Kauppakorkeakoulu | Rahoituksen laitos | Rahoitus | 2015
Tutkielman numero: 14215
Investment cash flow sensitivity still exists among private European companies. New evidence from Western Europe
|Otsikko:||Investment cash flow sensitivity still exists among private European companies. New evidence from Western Europe|
|Vuosi:||2015 Kieli: eng|
|Asiasanat:||rahoitus; financing; investoinnit; investment; kassavirta; cash flow|
|Avainsanat:||Investment cash flow sensitivity; financial constraints; financial crisis; external finance; asset tangibility; physical investment; cash flow financing|
OBJECTIVES OF THE STUDY:
Motivated by debates on investment-cash flow sensitivity, its relation to financial constraints and its documented decline globally, this study examines whether companies' capital expenditures are still sensitive to cash flows or whether the phenomena has disappeared and become economically insignificant as suggested by Chen and Chen (2012) among others.
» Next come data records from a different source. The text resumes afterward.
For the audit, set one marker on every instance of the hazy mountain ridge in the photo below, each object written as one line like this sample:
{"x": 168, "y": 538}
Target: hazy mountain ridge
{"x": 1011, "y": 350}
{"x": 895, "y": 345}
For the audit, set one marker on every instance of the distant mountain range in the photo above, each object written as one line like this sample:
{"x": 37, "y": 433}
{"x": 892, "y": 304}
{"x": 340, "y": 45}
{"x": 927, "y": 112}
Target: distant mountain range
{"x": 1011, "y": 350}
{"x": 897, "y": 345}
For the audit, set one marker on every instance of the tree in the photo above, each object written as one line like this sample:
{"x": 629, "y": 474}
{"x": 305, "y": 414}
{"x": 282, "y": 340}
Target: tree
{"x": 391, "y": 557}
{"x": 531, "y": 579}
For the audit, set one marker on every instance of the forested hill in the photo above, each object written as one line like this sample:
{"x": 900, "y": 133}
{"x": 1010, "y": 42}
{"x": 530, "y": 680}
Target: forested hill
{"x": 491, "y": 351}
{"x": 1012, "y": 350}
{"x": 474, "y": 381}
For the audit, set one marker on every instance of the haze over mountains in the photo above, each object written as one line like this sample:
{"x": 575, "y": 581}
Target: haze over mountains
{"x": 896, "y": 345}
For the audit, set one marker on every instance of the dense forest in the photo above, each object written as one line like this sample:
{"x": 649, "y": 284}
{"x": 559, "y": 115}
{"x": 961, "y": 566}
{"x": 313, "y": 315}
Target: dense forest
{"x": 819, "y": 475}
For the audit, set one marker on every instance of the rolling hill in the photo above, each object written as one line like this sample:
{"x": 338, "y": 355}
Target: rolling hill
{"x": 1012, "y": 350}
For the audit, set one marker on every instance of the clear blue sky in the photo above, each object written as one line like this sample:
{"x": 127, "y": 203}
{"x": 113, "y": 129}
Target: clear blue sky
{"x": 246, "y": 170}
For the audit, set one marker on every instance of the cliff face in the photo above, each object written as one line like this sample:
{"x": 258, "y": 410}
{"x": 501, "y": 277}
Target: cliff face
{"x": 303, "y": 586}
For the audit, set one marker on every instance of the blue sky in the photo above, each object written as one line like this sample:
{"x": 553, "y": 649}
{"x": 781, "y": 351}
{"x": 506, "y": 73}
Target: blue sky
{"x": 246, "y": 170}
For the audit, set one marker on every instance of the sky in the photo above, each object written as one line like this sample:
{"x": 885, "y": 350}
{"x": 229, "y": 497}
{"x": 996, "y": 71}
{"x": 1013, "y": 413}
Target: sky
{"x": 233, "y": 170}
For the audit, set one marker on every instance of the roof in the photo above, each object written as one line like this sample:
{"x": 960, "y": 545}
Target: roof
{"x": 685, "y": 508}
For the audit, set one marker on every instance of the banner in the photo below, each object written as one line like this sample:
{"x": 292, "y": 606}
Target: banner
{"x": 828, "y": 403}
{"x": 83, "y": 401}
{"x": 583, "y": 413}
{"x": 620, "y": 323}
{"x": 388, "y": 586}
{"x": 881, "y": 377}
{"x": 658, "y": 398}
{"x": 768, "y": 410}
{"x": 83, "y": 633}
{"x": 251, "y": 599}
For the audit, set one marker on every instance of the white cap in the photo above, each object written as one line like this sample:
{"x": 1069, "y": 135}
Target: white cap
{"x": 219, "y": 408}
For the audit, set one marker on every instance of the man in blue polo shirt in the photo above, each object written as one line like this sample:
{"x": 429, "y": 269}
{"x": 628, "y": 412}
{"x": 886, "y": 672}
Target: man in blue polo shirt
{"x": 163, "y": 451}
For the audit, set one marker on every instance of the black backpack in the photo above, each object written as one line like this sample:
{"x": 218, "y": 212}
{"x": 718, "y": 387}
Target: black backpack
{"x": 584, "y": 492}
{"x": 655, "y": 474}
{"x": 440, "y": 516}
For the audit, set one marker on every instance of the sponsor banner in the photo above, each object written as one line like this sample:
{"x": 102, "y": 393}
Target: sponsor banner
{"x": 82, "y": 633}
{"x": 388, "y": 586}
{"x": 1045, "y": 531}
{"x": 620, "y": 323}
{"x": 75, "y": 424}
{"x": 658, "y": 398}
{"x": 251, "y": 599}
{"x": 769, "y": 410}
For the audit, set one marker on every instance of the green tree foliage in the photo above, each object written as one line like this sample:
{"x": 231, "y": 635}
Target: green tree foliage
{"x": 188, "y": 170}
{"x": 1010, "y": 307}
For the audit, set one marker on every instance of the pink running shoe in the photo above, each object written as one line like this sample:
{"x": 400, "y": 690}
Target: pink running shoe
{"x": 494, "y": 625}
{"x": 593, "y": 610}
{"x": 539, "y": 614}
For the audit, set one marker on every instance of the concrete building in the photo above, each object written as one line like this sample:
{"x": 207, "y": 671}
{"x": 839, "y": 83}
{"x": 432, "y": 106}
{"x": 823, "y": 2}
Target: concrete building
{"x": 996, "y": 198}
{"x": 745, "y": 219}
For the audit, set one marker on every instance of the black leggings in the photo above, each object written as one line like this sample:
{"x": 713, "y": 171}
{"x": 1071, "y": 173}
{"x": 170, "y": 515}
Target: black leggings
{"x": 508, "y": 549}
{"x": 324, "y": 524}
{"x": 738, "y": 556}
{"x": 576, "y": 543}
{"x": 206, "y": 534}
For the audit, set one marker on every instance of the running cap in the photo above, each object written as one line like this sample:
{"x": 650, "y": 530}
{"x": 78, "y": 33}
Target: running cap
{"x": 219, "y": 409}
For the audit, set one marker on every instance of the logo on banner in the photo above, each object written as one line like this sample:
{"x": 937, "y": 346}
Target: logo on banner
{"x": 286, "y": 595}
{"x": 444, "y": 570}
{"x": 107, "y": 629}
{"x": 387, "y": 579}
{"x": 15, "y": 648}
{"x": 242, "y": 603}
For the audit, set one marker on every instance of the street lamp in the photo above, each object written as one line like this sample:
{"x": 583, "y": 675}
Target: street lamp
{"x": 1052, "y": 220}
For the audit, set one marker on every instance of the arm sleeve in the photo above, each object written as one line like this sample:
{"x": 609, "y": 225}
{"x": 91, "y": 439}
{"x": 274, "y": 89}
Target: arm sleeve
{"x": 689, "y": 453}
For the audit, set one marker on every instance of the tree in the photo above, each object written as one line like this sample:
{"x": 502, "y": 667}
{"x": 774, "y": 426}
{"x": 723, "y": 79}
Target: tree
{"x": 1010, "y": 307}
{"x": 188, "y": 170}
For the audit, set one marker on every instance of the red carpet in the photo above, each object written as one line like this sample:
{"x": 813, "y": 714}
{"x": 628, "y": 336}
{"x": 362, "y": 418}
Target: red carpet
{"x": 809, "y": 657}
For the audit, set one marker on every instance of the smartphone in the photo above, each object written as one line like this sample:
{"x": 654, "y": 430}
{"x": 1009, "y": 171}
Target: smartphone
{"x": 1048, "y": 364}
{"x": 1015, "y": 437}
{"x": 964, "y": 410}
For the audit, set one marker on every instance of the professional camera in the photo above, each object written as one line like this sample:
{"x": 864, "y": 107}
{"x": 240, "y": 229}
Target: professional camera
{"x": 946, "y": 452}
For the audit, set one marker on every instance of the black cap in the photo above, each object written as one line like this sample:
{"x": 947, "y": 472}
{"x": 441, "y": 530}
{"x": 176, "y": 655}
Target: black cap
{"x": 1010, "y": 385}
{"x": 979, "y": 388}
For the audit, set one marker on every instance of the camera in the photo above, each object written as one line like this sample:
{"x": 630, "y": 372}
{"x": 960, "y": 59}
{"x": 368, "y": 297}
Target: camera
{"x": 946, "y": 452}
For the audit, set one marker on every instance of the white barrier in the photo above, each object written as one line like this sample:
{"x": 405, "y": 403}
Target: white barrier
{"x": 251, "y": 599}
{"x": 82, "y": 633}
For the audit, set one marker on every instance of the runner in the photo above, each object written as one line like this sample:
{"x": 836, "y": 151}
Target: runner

Furthermore, I examine whether there are differences in ICF sensitivity between companies more and less likely to be financially constrained by using several different measures as proxies for financial constraints. The paper contributes to existing literature by expanding the research to privately-owned companies compared to publicly listed companies in earlier studies.
DATA AND METHODOLOGY:
The sample for my tests uses annual data from 2005 to 2012 for European unlisted firms. To be consistent with previous literature, only firms from manufacturing industry are included. The sample companies have at least $1 million of total assets at least in one of the sample years. The companies are from so-called PIIGS countries or strongest euro zone economies, as I try to examine whether the strength of the economy and its' banking sector has contributed to the cash-flow dependency of investment. In the end, the sample consists of 10 336 firm-year observations from 1687 different companies. The empirical model follows Fazzari et al. (1988) as well as numerous other papers (see e.g. Ding et al. (2013) and Chen and Chen (2012)) Like earlier papers, I estimate all of the equations by using Generalized Method of Moments (GMM) approach with fixed effects model to control for time and company invariant effects. Lagged values of the regressors are used as instruments to control for the possible endogeneity of regressors.
FINDINGS OF THE STUDY:
Compatible to the recent findings in the literature, I find that ICF sensitivity has indeed become weaker compared to earlier results, but among privately-owned European companies, the ICF sensitivity is still existent and economically significant - especially among durable goods manufacturing companies. The ICF sensitivity also seems to correlate with key measures of financial constraints and the sensitivity appears to be stronger in PIIGS countries.